Self-signed TLS certificate

If you want to use HTTPs for your Firefly III installation, but don’t have (and aren’t willing or able to get) a domain, this is your only other option. The Caddyfile described below will also work if you want to use a trusted certificate from a different CA.

First we’ll need to create directories for the certificate and the private key to live in:

mkdir -p /usr/local/etc/pki/tls/private
mkdir -p /usr/local/etc/pki/tls/certs

Then create the cert itself. In the openssl command below, replace ${HOST_NAME} with the hostname you’ll use to reach this installation over your LAN. If you have a cert from a commercial CA, put its private key in /usr/local/etc/pki/tls/private/privkey.pem, and its “full chain” (your own certificate and any intermediate certs, combined into one file) in /usr/local/etc/pki/tls/certs/fullchain.pem, and don’t run the command below.

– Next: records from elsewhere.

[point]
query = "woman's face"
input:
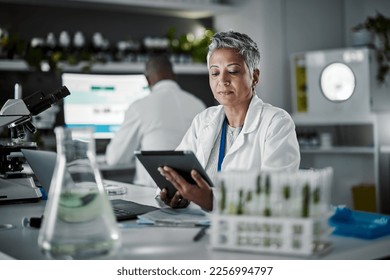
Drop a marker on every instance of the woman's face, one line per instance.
(230, 79)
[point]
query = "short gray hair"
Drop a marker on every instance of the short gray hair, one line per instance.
(239, 41)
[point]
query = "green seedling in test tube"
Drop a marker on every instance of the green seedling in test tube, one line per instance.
(240, 206)
(267, 209)
(316, 195)
(257, 204)
(286, 192)
(223, 197)
(305, 200)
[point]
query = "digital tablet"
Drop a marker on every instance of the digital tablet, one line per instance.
(182, 161)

openssl req -new -newkey rsa:4096 -days 3650 -nodes -x509 -subj "/C=US/ST=Denial/L=Springfield/O=Dis/CN=${HOST_NAME}" -keyout /usr/local/etc/pki/tls/private/privkey.pem -out /usr/local/etc/pki/tls/certs/fullchain.pem

Then create the Caddyfile. Run nano /usr/local/www/Caddyfile. Its contents should look like this:

firefly.local {

	root /usr/local/www/firefly-iii/public
	log /var/log/firefly_access.log
	errors /var/log/firefly_errors.log

	tls tls /usr/local/etc/pki/tls/certs/fullchain.pem /usr/local/etc/pki/tls/private/privkey.pem

	gzip
	fastcgi / 127.0.0.1:9000 php

	rewrite {
		to {path} {path}/ /index.php?{1}
	}

}

Test it out

All the installation and configuration are complete. Start PHP and Caddy by running service php-fpm start followed by service caddy start. Browse to your jail and you should be ready to go.

2 Likes

Hi dan35,

First of all thank you for this guide. I’ve been following it, or at least trying to follow it as best as I can. However, I’m running into a lot of problems considering the php packages have been updated from 7.3 to 8.1. Is there any chance you could update this guide so that it would work with 8.1? Thank you in advance!